The sole proper responsibility of government is to maintain an environment in which we are free to live our lives as we choose, provided we do not initiate force against others and thereby deny them their comparable freedom.   Ayn Rand has pointed out the three ways in which the government fulfills that responsibility, to wit, maintaining police forces, military forces, and law courts to peacefully resolve disputes.  It is certainly not a proper government function to be in the mail delivery business.  The fact that a national postal service was “needed” in the time of the FF is not a valid reason for the government to unilaterally extend its Constitutionally enumerated powers.  The fact that, today, the government is in the postal business in competition with private firms, and is financed in part by taxes collected from those private firms, is doubly onerous.  ERROR

       “The Congress shall have power to raise and support armies”
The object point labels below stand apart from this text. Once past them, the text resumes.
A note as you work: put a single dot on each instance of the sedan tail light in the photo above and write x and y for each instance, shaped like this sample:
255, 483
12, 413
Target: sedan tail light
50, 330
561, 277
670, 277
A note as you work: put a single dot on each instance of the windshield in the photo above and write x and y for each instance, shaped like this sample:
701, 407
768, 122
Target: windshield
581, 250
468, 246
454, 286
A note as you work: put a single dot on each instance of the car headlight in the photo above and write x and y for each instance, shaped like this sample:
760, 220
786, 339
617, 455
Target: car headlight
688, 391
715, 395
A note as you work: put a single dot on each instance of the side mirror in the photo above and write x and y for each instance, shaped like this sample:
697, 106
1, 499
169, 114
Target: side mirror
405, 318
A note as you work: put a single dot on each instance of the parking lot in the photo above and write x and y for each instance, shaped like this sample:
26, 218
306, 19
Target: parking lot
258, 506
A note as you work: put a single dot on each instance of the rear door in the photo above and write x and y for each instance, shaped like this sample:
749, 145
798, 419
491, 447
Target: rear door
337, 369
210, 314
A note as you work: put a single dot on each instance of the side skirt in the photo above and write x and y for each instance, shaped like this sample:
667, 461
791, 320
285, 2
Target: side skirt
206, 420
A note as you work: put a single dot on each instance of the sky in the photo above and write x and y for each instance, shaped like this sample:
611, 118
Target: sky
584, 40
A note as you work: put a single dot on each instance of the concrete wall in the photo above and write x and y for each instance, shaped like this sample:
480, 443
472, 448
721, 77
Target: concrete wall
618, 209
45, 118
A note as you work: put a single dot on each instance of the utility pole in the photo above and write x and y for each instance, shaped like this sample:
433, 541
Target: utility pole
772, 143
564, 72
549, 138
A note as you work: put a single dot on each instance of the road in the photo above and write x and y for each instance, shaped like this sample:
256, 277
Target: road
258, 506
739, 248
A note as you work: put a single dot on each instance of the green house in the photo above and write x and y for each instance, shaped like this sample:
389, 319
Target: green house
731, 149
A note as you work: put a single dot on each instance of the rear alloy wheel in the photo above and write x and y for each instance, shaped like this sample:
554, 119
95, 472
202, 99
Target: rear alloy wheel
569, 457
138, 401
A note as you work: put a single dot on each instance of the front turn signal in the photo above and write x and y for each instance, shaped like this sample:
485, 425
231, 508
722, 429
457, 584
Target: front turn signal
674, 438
Certainly, a function of the government is to maintain a military force (see above).  The question is: Did the FF envision the manning of that force solely by voluntary enlistments, or by a military draft, or both?  If a military draft was meant to be permitted, then the FF failed to see the contradiction of forcing  someone to fight for his freedom.  If a military draft was not intended, then the FF failed to make that clear.

Article 2, Sec. 2

        “The president…shall have power to grant reprieves and pardons for offenses against the United States”

The granting of reprieves and pardons for criminal offenses is properly done by an independent judiciary.  Giving the power to grant them to the Chief Executive made them political in nature, and we have historically seen the not unexpected abuse of that power.  ERROR

Article 4, Sec. 2

            “No person held to service or labour in one states…escaping into another, shall…be discharged from such service or labour, but shall be delivered up on claim of the party to whom such service or labour may be due”

Reinforces the legitimacy of slavery and the immoral premise on which it rests: the treatment of  humans as chattel.  ERROR

Amendment I

                    “Congress shall make no law…abridging the freedom of speech, or of the press, or the right of the people peaceably to assemble”

The listing of specific rights suggests they are the only rights, or the only ones protected from government interference.  In fact, freedom is  an individual’s right to do an endless array of peaceful choices , all unalienable at all times.  ERROR

Amendment II

              “A well regulated Militia, being necessary to the security of a free State, the right of the people to bear and keep arms, shall not be infringed”

The awkward wording of that Amendment does not make clear whether the FF intended to recognize the right to private gun ownership.  ERROR

Amendment V

               “Nor shall private property be taken for public use, without just compensation”

This, the eminent domain clause, gives the government the right to seize privately owned property, if paid for.  It is a clear violation of the unalienable right to one’s property and implicitly sanctions the use of force against  innocent property owners.  If the government needs a particular piece of property for government, it must seek to acquire it within the framework of individual property rights and freedom.     ERROR

In addition to the above overt errors, the FF made a significant error of omission.    They failed to acknowledge that women had co-equal rights with men, including the right to vote, and that when they had referred to “all men are created equal” in the Declaration, they meant both men and women.  By such failure, they supported and continued an irrational and discriminatory practice toward half the population.

The Founding Fathers were indeed men of outstanding virtue and vision.  Their invention of a society rooted in the sovereignty of each individual ranks as the greatest of human achievements, despite the errors I have noted.   I applaud and revere them for the grandeur of the country they fashioned for us all.